# DiffSBDD: Structure-based Drug Design with Equivariant Diffusion Models

Official implementation of **DiffSBDD**, an equivariant diffusion model for structure-based drug design, by Arne Schneuing, Charles Harris, Yuanqi Du, Kieran Didi, Arian Jamasb, Ilia Igashov, Weitao Du, Carla Gomes, Tom Blundell, Pietro Lio, Max Welling, Michael Bronstein & Bruno Correia.

[![DOI](https://zenodo.org/badge/DOI/10.1038/s43588-024-00737-x.svg)](https://doi.org/10.1038/s43588-024-00737-x)

[![arXiv](https://img.shields.io/badge/arXiv-2210.13695-B31B1B.svg)](http://arxiv.org/abs/2210.13695)
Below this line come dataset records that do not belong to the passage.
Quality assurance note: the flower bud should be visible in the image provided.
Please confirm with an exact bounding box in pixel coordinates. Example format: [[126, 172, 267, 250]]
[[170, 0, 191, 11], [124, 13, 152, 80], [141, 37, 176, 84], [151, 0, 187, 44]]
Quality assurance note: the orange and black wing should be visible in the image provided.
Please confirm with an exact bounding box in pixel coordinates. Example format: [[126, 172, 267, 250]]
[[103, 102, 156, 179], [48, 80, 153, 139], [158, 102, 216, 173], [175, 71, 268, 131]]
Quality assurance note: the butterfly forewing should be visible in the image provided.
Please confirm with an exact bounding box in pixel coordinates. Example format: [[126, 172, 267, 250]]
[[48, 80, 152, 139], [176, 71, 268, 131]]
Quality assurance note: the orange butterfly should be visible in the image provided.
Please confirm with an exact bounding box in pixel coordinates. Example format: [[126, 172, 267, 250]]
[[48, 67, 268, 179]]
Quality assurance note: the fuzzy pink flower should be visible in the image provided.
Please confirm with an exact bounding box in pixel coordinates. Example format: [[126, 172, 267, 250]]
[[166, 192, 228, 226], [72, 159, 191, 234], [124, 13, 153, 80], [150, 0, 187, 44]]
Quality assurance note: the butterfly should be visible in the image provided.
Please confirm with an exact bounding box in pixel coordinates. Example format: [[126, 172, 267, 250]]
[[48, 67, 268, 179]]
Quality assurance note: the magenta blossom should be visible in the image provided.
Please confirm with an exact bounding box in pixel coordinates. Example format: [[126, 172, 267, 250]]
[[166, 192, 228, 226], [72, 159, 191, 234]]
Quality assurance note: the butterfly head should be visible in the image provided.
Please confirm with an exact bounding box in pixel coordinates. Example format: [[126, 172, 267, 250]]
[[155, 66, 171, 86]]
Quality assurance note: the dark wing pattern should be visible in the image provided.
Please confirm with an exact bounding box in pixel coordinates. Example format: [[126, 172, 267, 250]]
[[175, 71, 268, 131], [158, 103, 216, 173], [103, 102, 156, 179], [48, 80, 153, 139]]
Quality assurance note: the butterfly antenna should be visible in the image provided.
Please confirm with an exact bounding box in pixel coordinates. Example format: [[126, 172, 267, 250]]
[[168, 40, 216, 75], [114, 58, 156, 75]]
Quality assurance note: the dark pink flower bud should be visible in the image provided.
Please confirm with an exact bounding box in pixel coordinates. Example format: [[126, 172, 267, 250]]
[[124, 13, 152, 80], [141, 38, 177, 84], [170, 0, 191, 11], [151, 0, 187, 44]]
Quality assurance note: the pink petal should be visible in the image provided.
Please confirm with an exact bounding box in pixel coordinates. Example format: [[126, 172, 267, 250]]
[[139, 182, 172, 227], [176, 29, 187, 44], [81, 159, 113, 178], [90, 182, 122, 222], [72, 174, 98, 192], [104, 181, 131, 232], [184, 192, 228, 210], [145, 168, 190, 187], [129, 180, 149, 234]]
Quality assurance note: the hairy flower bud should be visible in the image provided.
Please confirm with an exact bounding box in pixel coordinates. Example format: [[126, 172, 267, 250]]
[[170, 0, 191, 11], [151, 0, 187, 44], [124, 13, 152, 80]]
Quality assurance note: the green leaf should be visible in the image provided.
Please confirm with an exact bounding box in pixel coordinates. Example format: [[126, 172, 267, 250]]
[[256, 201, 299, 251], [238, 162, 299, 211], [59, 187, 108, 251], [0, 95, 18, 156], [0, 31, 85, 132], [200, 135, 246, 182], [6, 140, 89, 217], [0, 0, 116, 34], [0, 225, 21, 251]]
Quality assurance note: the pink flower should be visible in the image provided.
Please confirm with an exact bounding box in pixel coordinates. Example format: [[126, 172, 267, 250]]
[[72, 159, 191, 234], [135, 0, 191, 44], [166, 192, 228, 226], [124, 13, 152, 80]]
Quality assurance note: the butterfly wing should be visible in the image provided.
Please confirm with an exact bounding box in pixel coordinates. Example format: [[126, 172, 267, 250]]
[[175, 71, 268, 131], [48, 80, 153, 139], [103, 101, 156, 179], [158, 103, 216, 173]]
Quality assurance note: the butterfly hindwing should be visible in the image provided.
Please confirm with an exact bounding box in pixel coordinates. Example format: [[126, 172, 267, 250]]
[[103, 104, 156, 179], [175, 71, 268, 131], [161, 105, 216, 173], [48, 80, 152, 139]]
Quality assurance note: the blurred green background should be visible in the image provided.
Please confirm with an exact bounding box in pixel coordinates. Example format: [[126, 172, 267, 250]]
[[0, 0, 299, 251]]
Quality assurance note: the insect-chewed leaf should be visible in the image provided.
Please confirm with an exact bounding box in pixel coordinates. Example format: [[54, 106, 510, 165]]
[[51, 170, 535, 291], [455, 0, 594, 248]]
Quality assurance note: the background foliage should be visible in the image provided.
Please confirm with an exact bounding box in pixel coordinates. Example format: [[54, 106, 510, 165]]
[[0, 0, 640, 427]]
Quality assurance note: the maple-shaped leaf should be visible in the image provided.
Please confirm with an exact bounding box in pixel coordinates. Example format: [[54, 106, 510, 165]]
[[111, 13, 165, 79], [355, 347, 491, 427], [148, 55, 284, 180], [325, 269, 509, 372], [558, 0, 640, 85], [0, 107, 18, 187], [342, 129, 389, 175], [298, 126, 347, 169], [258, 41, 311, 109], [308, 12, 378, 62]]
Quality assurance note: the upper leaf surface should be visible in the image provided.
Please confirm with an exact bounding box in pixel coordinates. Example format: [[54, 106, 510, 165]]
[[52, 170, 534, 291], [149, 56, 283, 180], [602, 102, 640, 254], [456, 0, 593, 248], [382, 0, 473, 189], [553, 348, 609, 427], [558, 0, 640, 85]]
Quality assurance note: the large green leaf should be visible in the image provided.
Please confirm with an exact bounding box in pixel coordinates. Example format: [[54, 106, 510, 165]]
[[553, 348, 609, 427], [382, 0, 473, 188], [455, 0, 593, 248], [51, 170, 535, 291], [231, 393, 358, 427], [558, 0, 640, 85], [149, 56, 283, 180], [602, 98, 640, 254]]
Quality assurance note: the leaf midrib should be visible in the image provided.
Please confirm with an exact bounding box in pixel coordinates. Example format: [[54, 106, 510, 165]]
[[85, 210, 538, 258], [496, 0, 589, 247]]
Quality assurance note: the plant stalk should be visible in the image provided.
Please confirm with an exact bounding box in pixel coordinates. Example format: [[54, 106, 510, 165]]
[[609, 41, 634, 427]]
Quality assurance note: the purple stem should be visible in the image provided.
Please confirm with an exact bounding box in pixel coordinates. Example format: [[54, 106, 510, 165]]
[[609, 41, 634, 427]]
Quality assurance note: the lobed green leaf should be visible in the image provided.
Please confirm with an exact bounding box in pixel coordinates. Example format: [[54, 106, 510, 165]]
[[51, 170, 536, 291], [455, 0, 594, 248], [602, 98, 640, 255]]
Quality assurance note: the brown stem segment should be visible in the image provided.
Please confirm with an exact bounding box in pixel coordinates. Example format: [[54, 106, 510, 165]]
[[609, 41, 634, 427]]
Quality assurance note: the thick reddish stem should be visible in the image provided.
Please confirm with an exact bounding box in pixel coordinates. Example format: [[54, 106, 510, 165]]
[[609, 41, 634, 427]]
[![Open In Colab](https://colab.research.google.com/assets/colab-badge.svg)](https://colab.research.google.com/github/arneschneuing/DiffSBDD/blob/main/colab/DiffSBDD.ipynb)

> [!TIP]

> You can also try out our new 3D generative models for drug design at https://github.com/LPDI-EPFL/DrugFlow.

![](img/overview.png)

1. [Dependencies](#dependencies)

   1. [Conda environment](#conda-environment)

   3. [Pre-trained models](#pre-trained-models)

2. [Step-by-step examples](#step-by-step-examples)

   1. [De novo design](#de-novo-design)

   2. [Substructure inpainting](#substructure-inpainting)

   3. [Molecular optimization](#molecular-optimization)

3. [Benchmarks](#benchmarks)

   1. [CrossDocked Benchmark](#crossdocked)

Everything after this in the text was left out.